Adesina: The great thing with leaders is you have to have a very clear vision and I think I’ve tried within the shortest possible time to give that. I am always a visionary and if you have a vision and you don’t deliver, that is a dream and not a vision. I have a great vision, I have always delivered, and execution is what matters. I would thrive in working with the staff and building the capacity to deliver even greater value for the bank. As I said, Kaberuka is a dear friend of mine and I have the greatest respect for him, so I would build and consolidate on what he has done for the bank and take this bank to the next level in terms of what developmental impact should really be. My style of leadership is really actually leadership based on results. I think what matters at the end of the day is the results and by the time people put in money into a bank, basically I have to make sure that I get capital off the bank and have to ensure the triple A rating of the bank. And so the bank is actually quite a great bank. Liquidity of the bank is fantastic. Donald Kaberuka has done a fantastic job of that. It is now really about how do we deploy the capital and manage it better for development objectives. We are at the same time seeking to make sure that it is done very effectively. I also believe that one of the things that is going to be really critical in my own management style is that I believe in managing people, the greatest assets of a bank are its staff; they are the ones that actually go around and fly around the very difficult areas to develop projects and bring to the board of governors for them to approve. I would actually build that and I have done that in Nigeria. I lead a group of over fifteen complex institutions and parastatals in Nigeria. The total staff strength is over seven thousand people and we’ve been able to deliver this tremendous amount of value to Nigerians and so what I bring is a very deep knowledge of the public sector. I have a very great knowledge of private institutions as well and I have worked with global institutions so I’m able to bring all of that together to make sure that the bank can deliver value, add skills, be very well managed, focus on results and execute as a bank for Africa.

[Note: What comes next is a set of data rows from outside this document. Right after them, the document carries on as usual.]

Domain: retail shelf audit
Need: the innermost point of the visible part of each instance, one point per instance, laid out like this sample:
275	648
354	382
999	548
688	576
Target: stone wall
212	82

Mutizwa: Some people suggest that Donald has brought to the bank a presidential air like in terms of how he has conducted himself and how he has conducted the affairs of the bank but when we look at you as a young person with dreams trying to get into a world of studying, did you always seen this path to the AfDB?

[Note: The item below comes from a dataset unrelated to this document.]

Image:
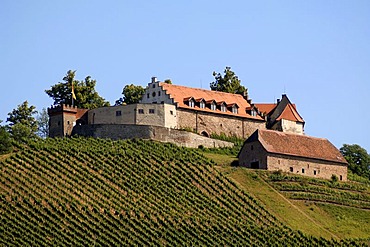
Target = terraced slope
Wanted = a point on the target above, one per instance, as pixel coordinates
(100, 192)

Adesina: Well actually, I grew up in the rural areas. I grew out of poverty so I know poverty is not about statistics, it’s about real people. I lived, went to a village school where we had to walk for several kilometres to go find water. I used to be quite ill because of malaria so I know exactly what that means, I have taken bad water, had diarrhoea and I know the importance of doing that. I have lived out of neighbourhoods where we barely had good sanitary facilities. With the whole issue of organisation today, all across Africa from Nairobi to Lagos to many of our other cities, we have a lot of bourgeoning cities, bursting at the seams because a lot of them have nothing but just islands of wealth, oceans of poor people, slums everywhere. But if you look at how Africa will develop and grow in the future. We have to make sure that we can provide water, sanitary facilities, social areas, housing and mortgage financing for people in the cities. We need infrastructure to make our cities more resilient, make them actually climate resilient for green growth. What we do with our cities is actually very important. It all really comes down to giving hope. Giving hope for a better Africa, a more inclusive Africa, Africa where people feel comfortable. What better institution to get the Africa we all want? I can’t think of any other than the African Development Bank. With all of my heart and passion, I will serve Africa.